En raison de l'absence de fin de la guerre en cours en Iran, certains analystes mettent en garde contre le fait que les investisseurs en or pourraient subir davantage de pertes, car l'augmentation des prix de l'énergie crée un risque d'inflation, obligeant les banques centrales à suspendre temporairement l'assouplissement des politiques et à passer à une attitude d'"attente".
Le marché de l'or a été considérablement affecté techniquement après que le prix a chuté en dessous de la moyenne mobile sur 50 jours, juste en dessous de 5 000 USD/once.
Kelvin Wong - analyste de marché senior chez OANDA - a déclaré que la forte baisse de mercredi, associée à une nouvelle pression à la vente, a créé un moment décisif pour le marché de l'or.
Il a déclaré qu'en termes de structure des prix, l'augmentation de 23% du niveau bas du 2 février 2026 (4 402 USD) au niveau élevé du 2 mars 2026 (5 420 USD) pourrait n'être qu'une reprise temporaire (également appelée "dead cat bounce"), et la prochaine tendance pourrait être une forte baisse qui durera plusieurs semaines.

Le marché de l'or devrait terminer la semaine par une baisse de plus de 8% - la plus forte baisse hebdomadaire en 6 ans, depuis la fermeture de l'économie mondiale en raison de la pandémie de COVID-19. Le prix de l'or au comptant est actuellement de 4 584,10 USD/once, en baisse de plus de 1,7% sur la journée.
Pendant ce temps, l'argent pourrait terminer la semaine par une baisse de près de 14% - la plus forte depuis janvier.

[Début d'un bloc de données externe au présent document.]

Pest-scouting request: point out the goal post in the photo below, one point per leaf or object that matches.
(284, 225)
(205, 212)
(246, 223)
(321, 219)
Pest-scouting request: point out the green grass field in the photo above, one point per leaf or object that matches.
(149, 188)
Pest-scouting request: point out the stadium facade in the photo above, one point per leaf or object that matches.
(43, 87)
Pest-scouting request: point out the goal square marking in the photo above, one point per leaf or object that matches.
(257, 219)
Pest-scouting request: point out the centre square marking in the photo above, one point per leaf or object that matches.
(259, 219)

Le prix de l'argent au comptant est actuellement de 68,96 dollars l'once, en baisse de plus de 5% sur la journée.
Rob Haworth - stratège en chef en investissement chez U.S. Bank Wealth Management, estime que la vente massive d'or n'est pas surprenante, car auparavant le marché avait été stimulé par une forte spéculation depuis le début de l'année.
Il a déclaré que le prix de l'or pourrait encore baisser lorsque les investisseurs achetant à plus de 5 000 USD/once commenceront à réduire leurs pertes.

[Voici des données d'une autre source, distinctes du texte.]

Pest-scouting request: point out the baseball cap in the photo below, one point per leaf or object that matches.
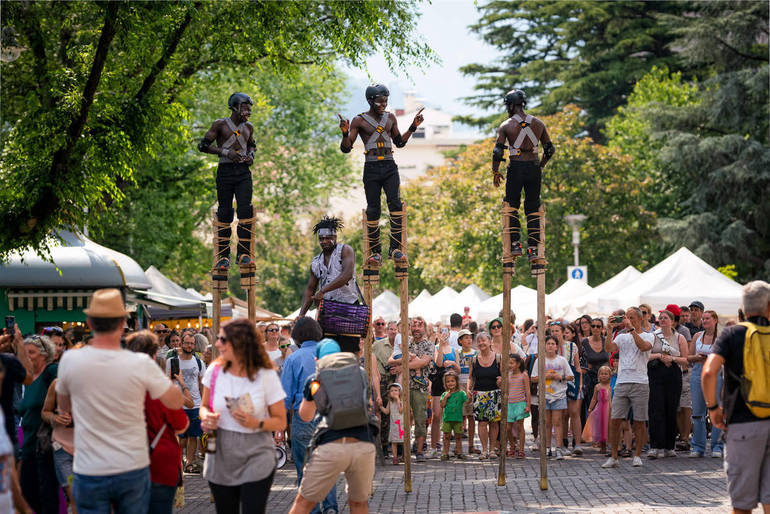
(326, 347)
(674, 309)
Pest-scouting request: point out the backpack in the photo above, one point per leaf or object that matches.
(755, 381)
(342, 401)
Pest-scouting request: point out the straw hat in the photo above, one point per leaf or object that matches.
(106, 303)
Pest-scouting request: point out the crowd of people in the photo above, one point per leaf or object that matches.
(117, 419)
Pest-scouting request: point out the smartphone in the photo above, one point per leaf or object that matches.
(174, 367)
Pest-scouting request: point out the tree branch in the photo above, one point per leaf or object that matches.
(171, 46)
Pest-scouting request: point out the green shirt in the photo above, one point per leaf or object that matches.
(453, 410)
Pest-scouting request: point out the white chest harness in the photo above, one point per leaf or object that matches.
(239, 135)
(380, 139)
(526, 131)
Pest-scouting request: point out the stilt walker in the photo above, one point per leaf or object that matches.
(508, 271)
(402, 274)
(234, 137)
(523, 133)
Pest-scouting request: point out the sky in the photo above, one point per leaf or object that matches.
(444, 26)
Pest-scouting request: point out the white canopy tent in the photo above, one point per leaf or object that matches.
(386, 305)
(589, 302)
(680, 278)
(559, 301)
(523, 303)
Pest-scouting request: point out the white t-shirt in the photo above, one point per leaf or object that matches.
(265, 390)
(555, 389)
(107, 388)
(190, 373)
(632, 363)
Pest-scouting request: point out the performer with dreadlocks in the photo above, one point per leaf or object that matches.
(235, 147)
(522, 132)
(333, 273)
(379, 132)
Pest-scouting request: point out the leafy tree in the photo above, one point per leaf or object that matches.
(583, 52)
(455, 214)
(84, 105)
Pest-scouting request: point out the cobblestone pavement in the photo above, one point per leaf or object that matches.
(576, 484)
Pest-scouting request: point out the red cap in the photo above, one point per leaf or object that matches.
(674, 309)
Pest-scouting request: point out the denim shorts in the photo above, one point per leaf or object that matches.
(556, 404)
(63, 464)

Les spéculateurs sont confrontés à une décision difficile. Beaucoup ont essayé de surmonter les fluctuations de février, mais actuellement de nombreux investissements sont déficitaires. La situation pourrait être pire", a-t-il déclaré.
Les analystes estiment que tout dépend actuellement de l'évolution de la situation au Moyen-Orient et de la résolution des problèmes de chaîne d'approvisionnement si le détroit d'Ormuz est rouvert ou non.

Bernard Dahdah - expert en métaux précieux chez Natixis, estime que le prix de l'or pourrait fluctuer entre 4 600 et 4 700 dollars l'once alors que le monde attend l'évolution de la guerre avec l'Iran, mais avertit que les risques de baisse augmentent.
Il estime que si les infrastructures énergétiques continuent d'être détruites et que la guerre se prolonge, le prix de l'or pourrait chuter à près de 4 000 dollars l'once, car même la Fed devra augmenter ses taux d'intérêt lorsque les prix de l'énergie resteront élevés.
Cependant, il ne pense pas que la tendance à long terme de l'or restera à ce niveau bas. Si les pertes énergétiques sont limitées et que les prix du pétrole chutent rapidement à leur niveau d'avant-guerre, les banques centrales pourraient augmenter leurs achats d'or, ce qui permettrait au prix de revenir au-dessus de 5 000 dollars l'once.
Malgré de nombreuses difficultés à court terme, les experts restent optimistes quant à l'or à long terme. Ole Hansen, responsable de la stratégie des matières premières chez Saxo Bank, estime que les raisons pour lesquelles les investisseurs achètent de l'or au début de l'année persistent, car l'économie mondiale reste instable en raison des tensions géopolitiques et de l'augmentation de la dette publique.
Il a déclaré que les investisseurs devaient "perdre leur intérêt" avant de revenir plus fortement - c'est-à-dire qu'ils devaient voir des signes que la pire période est passée.
Une raison majeure pour laquelle l'or n'a pas augmenté comme actif refuge en temps de guerre est la pression inflationniste due à l'augmentation des prix de l'énergie.
Cette semaine, les grandes banques centrales ont maintenu leurs taux d'intérêt inchangés et sont passées à un état neutre pour voir comment la guerre affecterait l'inflation.
Haworth a déclaré que les 4 à 6 prochaines semaines seraient très importantes lorsque les entreprises ajusteraient leurs plans financiers avant l'été.
Pendant ce temps, le marché a rapidement baissé ses attentes quant à la réduction des taux d'intérêt par la Fed cette année.
Les données économiques à surveiller la semaine prochaine
PMI S&P préliminaire américain.
Nombre de demandes hebdomadaires d'allocations de chômage aux États-Unis.